Jim, who has worked in the secular media for years, and who is now the Communications Director for the Diocese of Washington, makes the following observation in regards to a story published earlier today. The story claimed that The Episcopal Church was about to blind-sided by an Anglican Covenant that would reduce our role within the Communion to that of a second-class or limited status.

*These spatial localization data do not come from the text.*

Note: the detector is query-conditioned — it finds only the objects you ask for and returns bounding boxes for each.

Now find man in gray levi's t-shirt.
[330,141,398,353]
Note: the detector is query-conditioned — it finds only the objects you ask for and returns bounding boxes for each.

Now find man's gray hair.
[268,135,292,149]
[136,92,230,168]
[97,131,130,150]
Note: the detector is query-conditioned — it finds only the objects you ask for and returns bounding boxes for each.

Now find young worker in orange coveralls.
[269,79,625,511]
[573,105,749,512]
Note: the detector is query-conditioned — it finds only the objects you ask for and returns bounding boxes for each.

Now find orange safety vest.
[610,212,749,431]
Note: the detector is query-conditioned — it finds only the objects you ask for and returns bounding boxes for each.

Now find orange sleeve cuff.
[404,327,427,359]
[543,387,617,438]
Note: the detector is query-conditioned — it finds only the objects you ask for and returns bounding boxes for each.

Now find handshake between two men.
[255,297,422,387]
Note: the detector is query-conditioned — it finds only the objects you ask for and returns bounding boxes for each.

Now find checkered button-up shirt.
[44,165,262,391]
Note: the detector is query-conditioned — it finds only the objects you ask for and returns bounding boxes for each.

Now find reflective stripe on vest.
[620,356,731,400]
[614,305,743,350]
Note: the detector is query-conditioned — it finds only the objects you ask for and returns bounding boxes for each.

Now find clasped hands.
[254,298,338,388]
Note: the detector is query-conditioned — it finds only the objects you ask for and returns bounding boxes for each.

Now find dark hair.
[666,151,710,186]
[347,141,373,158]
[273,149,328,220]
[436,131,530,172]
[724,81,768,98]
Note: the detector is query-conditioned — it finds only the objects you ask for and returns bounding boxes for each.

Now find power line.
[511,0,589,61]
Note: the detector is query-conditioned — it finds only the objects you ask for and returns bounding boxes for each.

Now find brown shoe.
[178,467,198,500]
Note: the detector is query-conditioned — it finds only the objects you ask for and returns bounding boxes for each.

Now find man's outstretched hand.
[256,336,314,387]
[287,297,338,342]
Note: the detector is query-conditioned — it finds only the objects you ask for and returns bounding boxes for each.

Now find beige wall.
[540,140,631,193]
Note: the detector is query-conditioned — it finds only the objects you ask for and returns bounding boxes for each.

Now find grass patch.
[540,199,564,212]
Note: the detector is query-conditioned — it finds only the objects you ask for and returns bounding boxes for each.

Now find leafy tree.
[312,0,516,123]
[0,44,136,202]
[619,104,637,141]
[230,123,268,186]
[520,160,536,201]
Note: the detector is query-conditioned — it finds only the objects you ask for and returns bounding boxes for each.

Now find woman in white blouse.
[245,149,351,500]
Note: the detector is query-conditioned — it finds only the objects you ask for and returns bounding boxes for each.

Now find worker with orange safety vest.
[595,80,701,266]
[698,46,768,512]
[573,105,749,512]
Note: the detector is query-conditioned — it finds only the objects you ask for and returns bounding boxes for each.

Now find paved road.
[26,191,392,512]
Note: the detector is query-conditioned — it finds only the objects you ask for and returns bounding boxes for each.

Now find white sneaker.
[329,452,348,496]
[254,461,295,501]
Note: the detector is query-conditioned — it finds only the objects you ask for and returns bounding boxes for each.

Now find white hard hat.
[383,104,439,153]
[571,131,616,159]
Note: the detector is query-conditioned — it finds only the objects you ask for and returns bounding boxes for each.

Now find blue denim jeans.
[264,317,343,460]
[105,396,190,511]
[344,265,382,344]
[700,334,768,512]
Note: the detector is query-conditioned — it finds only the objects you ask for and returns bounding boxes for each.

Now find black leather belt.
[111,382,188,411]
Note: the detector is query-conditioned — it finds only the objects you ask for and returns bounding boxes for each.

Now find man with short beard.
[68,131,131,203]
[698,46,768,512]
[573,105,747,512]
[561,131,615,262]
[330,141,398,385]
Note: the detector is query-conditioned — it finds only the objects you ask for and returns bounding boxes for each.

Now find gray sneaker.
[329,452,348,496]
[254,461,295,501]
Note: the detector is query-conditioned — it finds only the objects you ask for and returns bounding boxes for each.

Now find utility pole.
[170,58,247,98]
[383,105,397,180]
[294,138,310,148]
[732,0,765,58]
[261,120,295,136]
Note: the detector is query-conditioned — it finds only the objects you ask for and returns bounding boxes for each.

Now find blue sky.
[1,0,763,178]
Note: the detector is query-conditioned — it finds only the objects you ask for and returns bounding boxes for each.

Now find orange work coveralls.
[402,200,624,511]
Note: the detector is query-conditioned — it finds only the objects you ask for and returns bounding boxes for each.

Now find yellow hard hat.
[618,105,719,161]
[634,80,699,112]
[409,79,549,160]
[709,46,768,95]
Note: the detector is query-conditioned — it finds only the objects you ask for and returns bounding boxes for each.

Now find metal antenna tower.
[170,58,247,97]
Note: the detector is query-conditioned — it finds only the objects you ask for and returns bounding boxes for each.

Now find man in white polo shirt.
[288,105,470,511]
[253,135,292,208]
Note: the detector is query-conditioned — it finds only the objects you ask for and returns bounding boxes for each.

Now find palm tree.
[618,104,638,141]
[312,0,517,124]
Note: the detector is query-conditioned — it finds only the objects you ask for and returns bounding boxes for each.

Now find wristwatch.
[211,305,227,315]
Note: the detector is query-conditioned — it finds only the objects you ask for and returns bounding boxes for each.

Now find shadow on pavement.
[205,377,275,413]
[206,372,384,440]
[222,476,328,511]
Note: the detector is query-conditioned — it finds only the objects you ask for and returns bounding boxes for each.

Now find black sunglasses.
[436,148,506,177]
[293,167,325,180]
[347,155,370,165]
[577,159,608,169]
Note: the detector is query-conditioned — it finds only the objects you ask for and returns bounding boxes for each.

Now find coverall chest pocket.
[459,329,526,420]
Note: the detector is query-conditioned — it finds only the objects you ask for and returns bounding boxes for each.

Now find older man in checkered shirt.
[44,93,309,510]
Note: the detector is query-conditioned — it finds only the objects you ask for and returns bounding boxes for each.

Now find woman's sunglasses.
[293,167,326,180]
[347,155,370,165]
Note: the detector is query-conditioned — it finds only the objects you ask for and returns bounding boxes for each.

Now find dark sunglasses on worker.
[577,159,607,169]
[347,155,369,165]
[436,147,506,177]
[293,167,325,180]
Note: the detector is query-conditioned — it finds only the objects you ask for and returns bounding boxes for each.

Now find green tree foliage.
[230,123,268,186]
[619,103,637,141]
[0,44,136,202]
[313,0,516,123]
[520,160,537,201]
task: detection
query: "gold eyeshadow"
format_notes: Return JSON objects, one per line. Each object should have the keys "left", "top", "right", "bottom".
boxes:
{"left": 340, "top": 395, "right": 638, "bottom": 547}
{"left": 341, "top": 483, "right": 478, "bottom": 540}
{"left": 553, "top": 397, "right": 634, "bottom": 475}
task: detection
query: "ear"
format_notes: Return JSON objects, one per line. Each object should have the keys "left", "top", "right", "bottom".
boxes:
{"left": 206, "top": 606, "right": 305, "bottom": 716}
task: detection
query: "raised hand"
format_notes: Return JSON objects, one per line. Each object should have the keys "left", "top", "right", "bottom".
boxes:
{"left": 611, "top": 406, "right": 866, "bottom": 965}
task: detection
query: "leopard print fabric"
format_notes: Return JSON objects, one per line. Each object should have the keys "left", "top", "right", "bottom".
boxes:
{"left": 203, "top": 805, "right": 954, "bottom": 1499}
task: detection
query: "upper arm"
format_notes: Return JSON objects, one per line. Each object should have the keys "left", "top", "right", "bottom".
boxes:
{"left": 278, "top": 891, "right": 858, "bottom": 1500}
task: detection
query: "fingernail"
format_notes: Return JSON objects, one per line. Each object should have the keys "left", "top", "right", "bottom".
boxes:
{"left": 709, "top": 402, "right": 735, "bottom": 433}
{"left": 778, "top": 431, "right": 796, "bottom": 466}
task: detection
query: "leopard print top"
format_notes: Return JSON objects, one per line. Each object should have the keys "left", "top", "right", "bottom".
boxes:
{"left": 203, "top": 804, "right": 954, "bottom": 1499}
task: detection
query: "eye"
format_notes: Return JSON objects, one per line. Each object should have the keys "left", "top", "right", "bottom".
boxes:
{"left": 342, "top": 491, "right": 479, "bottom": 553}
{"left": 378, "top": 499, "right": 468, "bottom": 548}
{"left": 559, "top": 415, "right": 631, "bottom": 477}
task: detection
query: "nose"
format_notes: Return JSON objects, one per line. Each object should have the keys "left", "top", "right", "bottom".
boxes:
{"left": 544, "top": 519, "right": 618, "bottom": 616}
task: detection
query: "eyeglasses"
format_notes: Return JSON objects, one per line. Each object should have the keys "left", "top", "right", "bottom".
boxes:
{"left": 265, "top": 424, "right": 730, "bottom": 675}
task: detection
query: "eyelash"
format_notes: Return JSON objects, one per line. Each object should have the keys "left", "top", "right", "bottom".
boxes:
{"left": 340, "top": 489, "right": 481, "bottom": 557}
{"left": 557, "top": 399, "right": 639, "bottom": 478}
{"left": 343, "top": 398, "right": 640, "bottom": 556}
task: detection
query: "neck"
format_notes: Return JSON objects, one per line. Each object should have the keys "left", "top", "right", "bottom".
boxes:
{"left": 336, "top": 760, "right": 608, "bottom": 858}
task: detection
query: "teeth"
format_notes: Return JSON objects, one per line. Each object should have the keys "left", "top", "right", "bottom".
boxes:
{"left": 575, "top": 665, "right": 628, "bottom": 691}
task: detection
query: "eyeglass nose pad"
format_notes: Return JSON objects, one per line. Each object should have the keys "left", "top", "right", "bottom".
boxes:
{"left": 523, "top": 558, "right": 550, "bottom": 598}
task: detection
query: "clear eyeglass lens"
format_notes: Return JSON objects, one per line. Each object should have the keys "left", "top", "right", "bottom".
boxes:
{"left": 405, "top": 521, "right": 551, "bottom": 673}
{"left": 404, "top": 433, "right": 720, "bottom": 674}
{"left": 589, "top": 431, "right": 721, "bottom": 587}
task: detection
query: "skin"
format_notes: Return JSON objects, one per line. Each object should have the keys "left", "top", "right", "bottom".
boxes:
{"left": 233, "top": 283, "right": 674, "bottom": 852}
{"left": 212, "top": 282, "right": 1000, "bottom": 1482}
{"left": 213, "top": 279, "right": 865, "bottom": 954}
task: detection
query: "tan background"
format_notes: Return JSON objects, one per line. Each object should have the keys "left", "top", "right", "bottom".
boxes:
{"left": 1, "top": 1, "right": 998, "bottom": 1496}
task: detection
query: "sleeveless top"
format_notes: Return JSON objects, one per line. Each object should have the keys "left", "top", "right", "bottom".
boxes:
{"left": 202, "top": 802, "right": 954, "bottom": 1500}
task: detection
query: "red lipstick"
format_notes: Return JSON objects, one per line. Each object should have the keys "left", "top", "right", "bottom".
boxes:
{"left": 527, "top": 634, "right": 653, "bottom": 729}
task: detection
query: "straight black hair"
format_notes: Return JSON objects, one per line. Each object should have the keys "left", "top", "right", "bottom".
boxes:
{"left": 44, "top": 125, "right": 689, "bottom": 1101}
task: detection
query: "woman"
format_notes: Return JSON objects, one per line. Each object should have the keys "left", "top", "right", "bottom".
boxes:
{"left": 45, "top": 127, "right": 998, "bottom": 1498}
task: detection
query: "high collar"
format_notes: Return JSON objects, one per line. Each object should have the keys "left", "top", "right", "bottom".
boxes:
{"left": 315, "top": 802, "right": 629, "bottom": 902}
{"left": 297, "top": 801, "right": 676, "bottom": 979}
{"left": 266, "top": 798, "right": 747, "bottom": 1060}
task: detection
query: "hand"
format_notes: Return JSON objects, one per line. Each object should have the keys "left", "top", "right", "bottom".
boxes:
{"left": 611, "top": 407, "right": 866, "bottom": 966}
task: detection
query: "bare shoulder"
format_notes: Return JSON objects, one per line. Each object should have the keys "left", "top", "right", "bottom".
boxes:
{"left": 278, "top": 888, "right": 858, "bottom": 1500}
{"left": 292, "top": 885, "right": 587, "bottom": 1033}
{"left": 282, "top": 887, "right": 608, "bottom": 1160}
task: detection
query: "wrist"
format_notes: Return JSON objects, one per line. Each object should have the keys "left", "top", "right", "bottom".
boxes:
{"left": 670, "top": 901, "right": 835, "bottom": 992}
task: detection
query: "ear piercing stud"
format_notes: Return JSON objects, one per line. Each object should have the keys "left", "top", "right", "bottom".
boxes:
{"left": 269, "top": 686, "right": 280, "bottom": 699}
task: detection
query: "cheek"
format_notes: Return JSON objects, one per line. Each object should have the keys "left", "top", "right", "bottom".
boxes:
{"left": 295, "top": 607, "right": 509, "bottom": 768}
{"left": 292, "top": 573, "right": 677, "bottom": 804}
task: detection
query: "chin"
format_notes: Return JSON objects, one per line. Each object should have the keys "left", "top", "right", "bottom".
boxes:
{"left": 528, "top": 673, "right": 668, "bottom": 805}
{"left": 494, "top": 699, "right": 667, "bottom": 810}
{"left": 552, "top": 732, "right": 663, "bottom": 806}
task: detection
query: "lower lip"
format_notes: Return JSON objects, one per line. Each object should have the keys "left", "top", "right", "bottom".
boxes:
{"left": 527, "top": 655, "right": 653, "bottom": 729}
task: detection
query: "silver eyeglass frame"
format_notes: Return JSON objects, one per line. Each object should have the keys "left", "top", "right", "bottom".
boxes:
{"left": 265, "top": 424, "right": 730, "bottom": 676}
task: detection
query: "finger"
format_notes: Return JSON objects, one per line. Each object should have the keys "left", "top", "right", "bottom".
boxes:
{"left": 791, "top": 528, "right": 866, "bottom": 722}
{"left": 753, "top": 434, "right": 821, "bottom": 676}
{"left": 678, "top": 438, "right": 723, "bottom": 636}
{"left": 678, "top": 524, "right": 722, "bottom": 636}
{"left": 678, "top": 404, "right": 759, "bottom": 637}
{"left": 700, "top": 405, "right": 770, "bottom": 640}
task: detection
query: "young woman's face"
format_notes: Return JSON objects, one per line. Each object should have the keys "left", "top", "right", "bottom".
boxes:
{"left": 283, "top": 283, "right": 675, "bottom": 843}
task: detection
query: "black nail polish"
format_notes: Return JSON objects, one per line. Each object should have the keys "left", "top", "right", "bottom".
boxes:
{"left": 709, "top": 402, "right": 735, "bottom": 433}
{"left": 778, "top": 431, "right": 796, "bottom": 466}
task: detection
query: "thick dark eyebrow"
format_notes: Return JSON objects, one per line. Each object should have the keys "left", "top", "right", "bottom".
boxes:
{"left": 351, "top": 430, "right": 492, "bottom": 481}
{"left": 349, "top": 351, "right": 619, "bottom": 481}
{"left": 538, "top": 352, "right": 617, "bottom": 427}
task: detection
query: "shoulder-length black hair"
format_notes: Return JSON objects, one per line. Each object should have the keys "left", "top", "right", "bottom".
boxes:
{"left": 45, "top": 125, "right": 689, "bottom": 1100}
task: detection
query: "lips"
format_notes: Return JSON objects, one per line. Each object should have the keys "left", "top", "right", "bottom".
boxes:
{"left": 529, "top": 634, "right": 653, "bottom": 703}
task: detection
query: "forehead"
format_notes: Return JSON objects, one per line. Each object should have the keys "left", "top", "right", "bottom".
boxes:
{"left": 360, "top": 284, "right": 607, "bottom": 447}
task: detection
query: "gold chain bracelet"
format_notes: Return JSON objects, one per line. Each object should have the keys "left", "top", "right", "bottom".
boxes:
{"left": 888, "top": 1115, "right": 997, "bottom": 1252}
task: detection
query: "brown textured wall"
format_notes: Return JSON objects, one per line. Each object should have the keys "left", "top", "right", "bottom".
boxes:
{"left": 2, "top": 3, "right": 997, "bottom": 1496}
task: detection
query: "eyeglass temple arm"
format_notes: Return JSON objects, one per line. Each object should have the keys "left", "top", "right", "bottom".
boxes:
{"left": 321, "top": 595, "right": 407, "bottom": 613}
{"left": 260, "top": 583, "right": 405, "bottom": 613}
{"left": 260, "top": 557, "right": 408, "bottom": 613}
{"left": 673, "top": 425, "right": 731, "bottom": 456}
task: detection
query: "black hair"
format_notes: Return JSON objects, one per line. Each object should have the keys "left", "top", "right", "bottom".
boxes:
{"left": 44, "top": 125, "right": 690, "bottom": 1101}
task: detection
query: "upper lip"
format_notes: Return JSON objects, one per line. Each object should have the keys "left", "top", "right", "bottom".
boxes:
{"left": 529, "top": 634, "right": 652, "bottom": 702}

“So, for example, if I were a conservative Episcopal media relations person, and I hoped that the Church would further alienate itself from the Communion, my twin goals would be: a) to paint the Episcopal Church as unreasonable to the rest of the Communion (a gay bishop from California would have been enormously helpful in this regard) and b) to persuade Episcopalians—especially liberal Episcopalians—that no matter how our Church responds to the Windsor Report (short of a big fat hug and a kiss on the cheek—which is not within the realm of possibility) the Communion will find it wanting, and make its future membership in the Communion a series of slights and humiliations. Stories like today’s offering in the Telegraph do this nicely. (This isn’t to say it was planted for this purpose. I don’t know that. But if it was planted, it was nice work.)
I’d pursue the second of these goals because if I were interested in marginalizing the Episcopal Church within the Anglican Communion, the greatest gift that General Convention could give me is the rejection of the Special Commission’s resolutions made in response to the Windsor Report. And the surest way to sink those resolutions is to persuade liberals that remaining within the Communion isn’t worth the cost.”
Jim’s point is well taken. Whether or not this was actually the motivation behind the unwarranted conclusions in the article in the Telegraph, the ideas can certainly have this effect if they aren’t responded to quickly. Thanks be to God for the good work of Steve Warring at the Living Church for getting to the truth as quickly as he did.
The best thing the Episcopal Church can do right now is to act in good faith, and with all the integrity it can muster, within the existing structure for the good of all persons within the Anglican Communion. We may disagree within the Communion about what that “work” might be and how to balance the desires of the different parties, but at least let us be honest and open that our ultimate goal is to be servants of God in community and communion with our brothers and sisters around the world.